Rémunérations des dirigeants : la CGPME veut revenir à la notion de « risque patrimonial »

"Il est normal et légitime que celui qui prend le risque de créer ou de reprendre une entreprise puisse, en cas de succès, (...) en tirer un légitime profit", affirme la CGPME dans un communiqué publié lundi 6 octobre 2008. En revanche, "en cas d’échec, nul parachute doré ne viendra s’ouvrir et son propre patrimoine sera menacé". C’est pourquoi la CGPME tient à distinguer les pratiques des petites entreprises en matière de rémunération des dirigeants de celles que le Medef et l’Afep (Association française des entreprises privées) s’efforcent d’encadrer dans leur "code de gouvernement de l’entreprise".

- "Il est choquant et anormal que celui dont le statut et la rémunération confortables prennent déjà en compte les aléas d’un départ rapide en cas d’échec se voie octroyer contractuellement des sommes faramineuses", reconnaît la CGPME. C’est pourquoi le Medef et l’Afep recommandent d’interdire le cumul d’un mandat social et d’un contrat de travail et préconisent de mettre fin aux indemnités de départ des chefs d’entreprise "en situation d’échec".

- Dès lors, "la CGPME propose de distinguer, selon qu’il s’agit ou non d’un entrepreneur patrimonial.
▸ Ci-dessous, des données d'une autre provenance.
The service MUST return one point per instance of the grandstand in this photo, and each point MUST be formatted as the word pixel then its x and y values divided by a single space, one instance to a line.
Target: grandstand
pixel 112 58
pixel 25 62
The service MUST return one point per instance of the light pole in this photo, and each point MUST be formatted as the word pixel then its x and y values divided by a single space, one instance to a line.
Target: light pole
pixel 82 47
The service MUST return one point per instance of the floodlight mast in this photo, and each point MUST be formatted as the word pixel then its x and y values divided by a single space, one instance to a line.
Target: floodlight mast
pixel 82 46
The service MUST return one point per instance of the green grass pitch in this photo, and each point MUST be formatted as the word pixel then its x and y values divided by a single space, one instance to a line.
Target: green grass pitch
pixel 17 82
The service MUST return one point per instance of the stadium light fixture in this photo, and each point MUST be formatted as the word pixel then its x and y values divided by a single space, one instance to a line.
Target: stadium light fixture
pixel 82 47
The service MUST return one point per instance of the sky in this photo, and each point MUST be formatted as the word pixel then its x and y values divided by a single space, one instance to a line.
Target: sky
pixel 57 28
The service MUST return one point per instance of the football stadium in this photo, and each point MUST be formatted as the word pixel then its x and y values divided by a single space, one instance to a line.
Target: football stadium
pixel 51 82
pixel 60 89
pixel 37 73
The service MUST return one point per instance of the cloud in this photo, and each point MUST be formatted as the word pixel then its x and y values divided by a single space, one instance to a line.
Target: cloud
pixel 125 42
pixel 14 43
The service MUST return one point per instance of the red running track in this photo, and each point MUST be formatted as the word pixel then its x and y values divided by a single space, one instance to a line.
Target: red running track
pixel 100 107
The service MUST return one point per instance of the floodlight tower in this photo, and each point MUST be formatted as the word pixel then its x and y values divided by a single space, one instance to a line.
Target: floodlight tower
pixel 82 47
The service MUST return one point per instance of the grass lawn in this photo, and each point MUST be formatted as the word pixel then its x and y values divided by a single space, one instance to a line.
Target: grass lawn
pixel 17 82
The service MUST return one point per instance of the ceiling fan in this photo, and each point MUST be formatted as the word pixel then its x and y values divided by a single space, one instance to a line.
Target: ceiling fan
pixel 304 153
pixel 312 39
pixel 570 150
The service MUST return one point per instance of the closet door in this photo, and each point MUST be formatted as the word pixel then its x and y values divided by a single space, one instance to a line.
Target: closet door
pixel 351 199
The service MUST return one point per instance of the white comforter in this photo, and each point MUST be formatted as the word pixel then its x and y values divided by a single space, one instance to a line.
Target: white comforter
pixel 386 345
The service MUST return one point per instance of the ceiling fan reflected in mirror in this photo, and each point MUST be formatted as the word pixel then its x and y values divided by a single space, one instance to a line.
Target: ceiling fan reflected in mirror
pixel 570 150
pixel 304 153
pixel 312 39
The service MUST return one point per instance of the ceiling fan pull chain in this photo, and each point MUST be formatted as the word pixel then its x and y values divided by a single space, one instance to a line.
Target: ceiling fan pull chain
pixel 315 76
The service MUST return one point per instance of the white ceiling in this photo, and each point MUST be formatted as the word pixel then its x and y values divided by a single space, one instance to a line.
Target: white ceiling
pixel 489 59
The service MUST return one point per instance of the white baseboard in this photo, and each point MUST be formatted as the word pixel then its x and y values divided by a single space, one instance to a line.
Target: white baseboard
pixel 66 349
Si tel n’est pas le cas, elle suggère de rendre transparents et publics les avantages en cas de départ anticipé." Le Medef et l’Afep vont plus loin et demandent que tous les éléments de rémunération des dirigeants soient publiés régulièrement. En outre, ils estiment qu’une indemnité de départ ne se justifie que si des "conditions de performance" préalables sont remplies ou s’il y a "un changement de stratégie" de l’entreprise qui justifie le départ du dirigeant. Dans tous les cas, une démission ou un départ à la retraite n’ouvriraient pas droit à une telle indemnité.

- Pour la CGPME, la publication des avantages accordés lors du départ, "assortie d’une procédure précise et de sanctions en cas de non respect, suffirait à placer chacun devant ses responsabilités sans pour autant permettre à l’État de s’insérer dans la politique salariale de l’entreprise".